La inseguridad del mundo
-Y el boom de la literatura histórica ¿Es una moda pasajera?
-Creo que la literatura histórica tiene una robusta tradición y que nunca ha pasado de moda. Tal vez contribuya a explicar el auge que ahora tiene lo inseguros que nos sentimos sobre el futuro del mundo. Por eso miramos hacia atrás para ver si encontramos un terreno más seguro en qué apoyarnos.

-La fidelidad a la verdad distingue la literatura del periodismo o de la historia. Pero los límites no están claros: algunos lectores de La fiesta del chivo pueden pensar que Trujillo era y hacía exactamente lo que usted cuenta.
-Las buenas novelas nos convencen de que aquéllo que cuentan es verdad, aunque nos cuenten fantásticas mentiras y las malas novelas nos parecen siempre falsas aunque se ajusten a la verdad histórica. El criterio de verdad y mentira funciona en una novela de una manera muy distinta de cómo lo hace en el periodismo o en la historia porque la verdad de una novela no depende de un cotejo con una realidad exterior y anterior a ella.
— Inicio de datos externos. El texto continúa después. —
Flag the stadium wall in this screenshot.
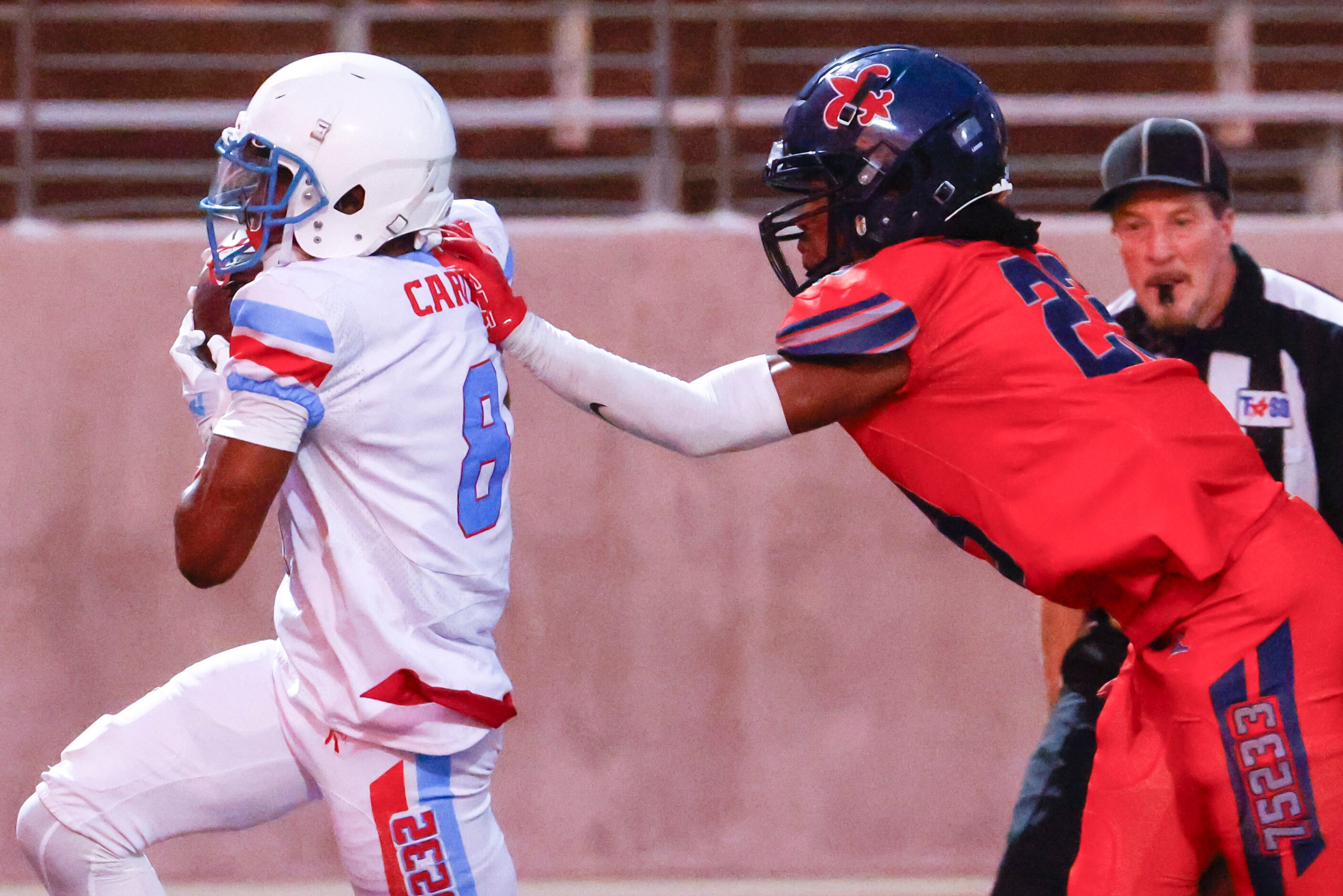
[0,218,1343,881]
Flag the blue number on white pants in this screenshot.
[457,361,513,537]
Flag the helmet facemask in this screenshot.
[760,141,895,295]
[200,127,328,275]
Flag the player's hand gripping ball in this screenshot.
[187,249,260,367]
[432,224,526,345]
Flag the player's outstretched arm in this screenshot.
[173,435,294,588]
[442,237,909,457]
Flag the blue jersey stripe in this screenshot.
[396,250,442,267]
[229,298,336,354]
[779,300,918,356]
[775,293,890,340]
[229,374,326,428]
[415,756,486,896]
[1257,621,1324,876]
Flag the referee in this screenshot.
[992,118,1343,896]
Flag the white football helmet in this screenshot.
[200,52,457,274]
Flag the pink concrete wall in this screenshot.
[0,215,1343,880]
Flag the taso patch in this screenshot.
[1236,390,1292,430]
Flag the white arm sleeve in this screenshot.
[504,313,791,457]
[215,392,308,451]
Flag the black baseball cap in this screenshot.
[1092,118,1231,211]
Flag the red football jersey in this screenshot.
[778,239,1281,637]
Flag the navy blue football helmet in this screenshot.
[760,44,1011,295]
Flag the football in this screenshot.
[191,266,259,367]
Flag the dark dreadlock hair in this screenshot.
[937,198,1040,249]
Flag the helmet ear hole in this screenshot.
[332,184,364,215]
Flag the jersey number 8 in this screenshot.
[457,361,513,537]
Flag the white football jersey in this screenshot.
[215,200,513,755]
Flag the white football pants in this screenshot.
[19,641,517,896]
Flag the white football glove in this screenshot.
[168,312,229,445]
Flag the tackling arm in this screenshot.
[173,435,294,588]
[502,313,909,457]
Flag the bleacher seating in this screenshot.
[0,0,1343,218]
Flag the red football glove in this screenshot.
[432,224,526,345]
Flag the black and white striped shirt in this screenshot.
[1109,246,1343,536]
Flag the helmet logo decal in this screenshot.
[824,62,896,130]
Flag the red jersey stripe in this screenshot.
[359,669,517,728]
[229,333,332,385]
[368,761,410,896]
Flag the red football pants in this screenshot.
[1068,499,1343,896]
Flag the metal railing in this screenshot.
[0,0,1343,216]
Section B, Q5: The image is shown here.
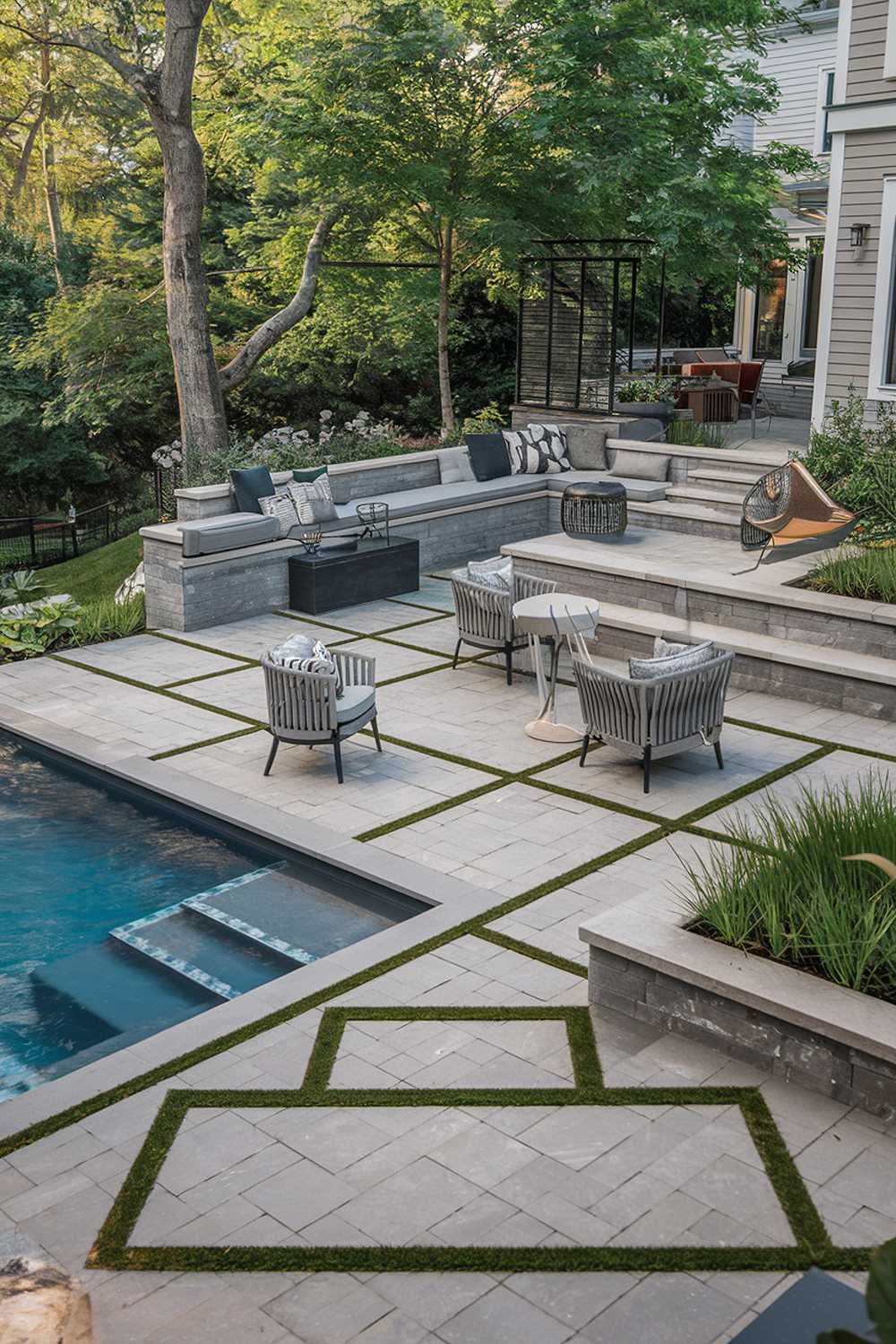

Depende sólo del poder de persuasión de la propia novela. Dicho esto, hay que añadir algo muy importante: en las mentiras y embauques que las buenas novelas nos hacen tragar, hay una verdad profunda y escurridiza que aparece siempre, y que sólo la literatura es capaz de transmitir: aquella verdad que está detrás de las mentiras que la gente se inventa a sí misma para defenderse del sufrimiento y de la frustración, para vivir mejor de lo que vive. Gracias a Tolstoi entendemos mejor el fracaso de los ejércitos de Napoleón en Rusia y en las páginas del Quijote vivimos con más autenticidad el Siglo de Oro que en los más eruditos testimonios históricos.

-Y ahora, ¿qué obra le mantiene ocupado?
-Pronto saldrá Travesuras de la niña mala, mi última novela, en la que he trabajado los últimos dos años. Es una historia de amor que dura cuarenta años y que transcurre en Lima, en los años 50, París en los 60, en Londres en los 70 y termina en Madrid de los 80. Ahora trabajo en Odiseo y Penélope, una versión minimalista de La Odisea, para ser contada y representada en un escenario por los dos personajes del título.